— Называли в Храме Тринадцати, — нахмурился молодой человек. — В святилище Рорх?
— Именно.
— Вы молились за их перерождение?
— За каждого, — кивнул Бенедикт. — И, предупреждая твой следующий вопрос, нет, я не суеверен и не считаю, что этой молитвой отдавал за солдат Кровавой Сотни часть собственной души. А если и так… — старший жрец Кардении пожал плечами, — значит, так тому и быть. Мне все равно.
Киллиан тяжело вздохнул.
— Наверное, это непросто, — пробормотал он. — Помнить их всех…
— Такие вещи отпечатываются в памяти, — кивнул Бенедикт. — Разве ты сможешь теперь забыть когда-нибудь Ганса Меррокеля?
Харт опустил взгляд.
— Вряд ли, — тихо отозвался он.
— Это наша работа, Киллиан. Ты должен понимать, на что идешь, когда берешься за нее. Память о каждой казни — неотъемлемая часть нашего дела. Поэтому я так стараюсь научить тебя отвлекаться от твоих кошмаров. Иначе можно сойти с ума.
Колер выждал, пока ученик посмотрит на него, и внимательно заглянул ему в глаза.
— Как тебе кажется, Киллиан, ты справишься с этим? С тем, чтобы научиться выведывать информацию у существ, которых крайне тяжело сломать. С тем, чтобы отправлять на костер людей, которые отдали свои души этим демонам, или людей, которые сделали это против воли. С тем, чтобы помнить каждое имя. Справишься? Не думаю, что тебе приходилось задумываться об этом в Олсаде.

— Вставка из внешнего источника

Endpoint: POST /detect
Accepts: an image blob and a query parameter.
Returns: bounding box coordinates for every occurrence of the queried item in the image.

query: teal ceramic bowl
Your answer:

Харт нахмурился. Несколько секунд он молчал, затем качнул головой.
— Хотел бы я с уверенностью ответить положительно, Бенедикт, но не могу. Я не знаю.
Вопреки ожиданиям молодого человека, на лице Колера растянулась улыбка.
— Хорошо, — кивнул старший жрец. — Если бы ты однозначно ответил положительно, я решил бы, что ты не готов или не понимаешь до конца сути этой работы. Но ты понимаешь. И поэтому сомневаешься.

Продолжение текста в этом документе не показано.